Alejandro Rocamora Bonilla
Podemos contemplar la vida como una larga carrera por poseer: tenemos casas, coches, cultura… hasta nos reservamos un lugar en el cementerio. Hablamos de “mi dentista”, “mi profesor”, “mi peluquero”. Es como si esos títulos de propiedad nos hicieran más fuertes, más importantes, incluso más felices. Por el contrario, si nos preocupamos por desarrollar nuestras capacidades (solidaridad, respeto al otro, valoración de uno mismo y de los demás, la creencia en el otro, etc.) entonces somos gente rara, que no sintoniza con la cultura del Siglo XXI.
Más tarde, Erich Fromm llegaría a la conclusión de que todo “tener” implica un “ser” y todo “ser” necesita un “tener” para existir. No podemos vivir sin unos mínimos recursos: comida, vestido, hábitat. Es lo que podemos llamar propiedad para uso. Esta propiedad sí favorece al “ser” y posibilita un desarrollo y crecimiento psicológico del individuo, sin poner falsos cimientos, ni apoyarse en tierras movedizas como cuando lo que se pretende es tener más y más.
Pero también existe la propiedad no funcional, donde la finalidad primaria y última es poseer, como trampolín para sentirse más seguro, libre e independiente o para mitigar otras carencias, como la falta de resortes para resolver los conflictos cotidianos. Este tipo de propiedad satisface las necesidades enfermizas provocadas y estimuladas por nuestra sociedad de consumo.
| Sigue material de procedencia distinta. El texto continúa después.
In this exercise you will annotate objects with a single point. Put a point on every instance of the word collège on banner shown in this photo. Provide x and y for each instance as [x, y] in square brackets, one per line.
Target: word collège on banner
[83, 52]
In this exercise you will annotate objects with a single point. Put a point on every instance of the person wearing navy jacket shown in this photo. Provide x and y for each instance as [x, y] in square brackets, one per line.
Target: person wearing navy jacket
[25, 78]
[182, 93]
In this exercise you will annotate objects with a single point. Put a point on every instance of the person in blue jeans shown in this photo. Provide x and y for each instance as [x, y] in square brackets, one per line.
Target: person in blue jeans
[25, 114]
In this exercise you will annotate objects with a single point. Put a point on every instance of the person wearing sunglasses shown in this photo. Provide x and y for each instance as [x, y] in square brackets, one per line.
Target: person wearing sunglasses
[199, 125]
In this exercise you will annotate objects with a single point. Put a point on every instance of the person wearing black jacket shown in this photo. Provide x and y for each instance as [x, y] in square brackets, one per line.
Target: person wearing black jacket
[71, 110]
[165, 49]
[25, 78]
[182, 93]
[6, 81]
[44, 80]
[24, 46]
K. Horney señala que la dificultad de dar y recibir cariño, la falta de valoración de sí mismo y la agresividad son las caras invertidas del “ser”. Para compensar esas deficiencias el hombre moderno tiende a “poseer”. “Cuánto más tenga más me querrá la gente, más seguro me encontraré y no tendré que destruir al otro”. De esta forma el “tener” es un antídoto contra la infelicidad. En realidad, la seguridad que provoca la posesión es ficticia, pues no se cimienta en uno mismo sino en circunstancias externas; cuando éstas fallan, todo se viene a pique.
Lo sano estaría en la línea de saber “tener” para posibilitar el desarrollo de nuestras potencialidades. Así: el deportista incrementa sus cualidades físicas, el intelectual crece en su capacidad de saber y el obrero se perfecciona en su profesión. Podemos concluir que el afán normal de “tener” se vincula siempre al bienestar personal, familiar o a una idea científica o religiosa; en cambio, el afán neurótico se cimienta sobre la propia inseguridad, el sentimiento de inferioridad o la angustia de la envidia. En palabras de K. Horney podemos afirmar que “el afán normal de poderío nace de la fuerza; el neurótico de la debilidad”.
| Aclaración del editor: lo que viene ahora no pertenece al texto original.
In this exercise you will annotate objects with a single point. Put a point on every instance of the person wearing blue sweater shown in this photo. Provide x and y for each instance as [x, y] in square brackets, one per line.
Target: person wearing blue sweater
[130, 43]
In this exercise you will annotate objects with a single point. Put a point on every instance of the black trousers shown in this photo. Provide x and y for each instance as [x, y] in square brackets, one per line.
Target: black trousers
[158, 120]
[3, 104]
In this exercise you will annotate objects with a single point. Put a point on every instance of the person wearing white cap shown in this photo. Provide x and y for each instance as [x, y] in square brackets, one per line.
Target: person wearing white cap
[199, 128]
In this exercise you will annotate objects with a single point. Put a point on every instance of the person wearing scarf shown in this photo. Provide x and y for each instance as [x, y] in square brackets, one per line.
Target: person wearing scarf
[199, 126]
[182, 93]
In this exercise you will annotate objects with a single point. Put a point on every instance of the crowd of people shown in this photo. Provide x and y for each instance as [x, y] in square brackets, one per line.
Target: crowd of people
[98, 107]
Se trata de favorecer la autoestima y la valoración que tienen los niños de sí mismos, a partir de sus propias capacidades del niño (honradez, solidaridad, generosidad, etc.) y no en lo que poseen o por sus resultados (las buenas notas). Así ayudaremos a que dé valor a lo que verdaderamente lo tiene: el “ser”. Hay que primar el “ser”, sobre el “tener”, para que de adultos puedan disfrutar de forma correcta de su “tener”. De esta forma habrán conseguido unir los del término de la disyuntiva: ser-teniendo.
Lo importante no es la fachada, sino lo que está dentro. Debemos esforzarnos por robustecer en los más jóvenes lo que son, no lo que tienen. Así los valores de la solidaridad, el compromiso, la honradez, la tolerancia, por ejemplo, están por encima de poseer un coche último modelo o comprarse unas zapatillas de marca. Lo primero es lo esencial, lo segundo accidental.
El niño debe encontrar un clima donde se permita sentir y expresar hasta las emociones más perversas. Un buen lema sería: se permite sentir y expresarlo con la palabra. Por ejemplo, las vivencias agresivas no se las puede llevar a la práctica, pero sí se las puede expresar y contar.
También debe aprender que no es el ombligo del mundo. Las necesidades de los otros, y sus deseos, son el contrapunto de sus inclinaciones y proyectos. Ser adulto es tener en cuenta al otro y sus necesidades. La posición de “tener” está centrada en uno mismo. Gira en torno a las propias necesidades: primero yo, después yo y yo. Se trata entonces de vencer este narcisismo patológico que lleva al consumismo.
Los instintos más negativos deben transformarse a través del arte, el deporte o la cultura. La felicidad es sinónimo de equilibrio con uno mismo y con el entorno. La felicidad se construye en el intento de armonizar las necesidades del propio yo con el universo. La felicidad es aceptar lo mucho o poco que somos o tenemos y sincronizarlo con las exigencias propias y externas.
El autor es psiquiatra y miembro fundador del Teléfono de la Esperanza.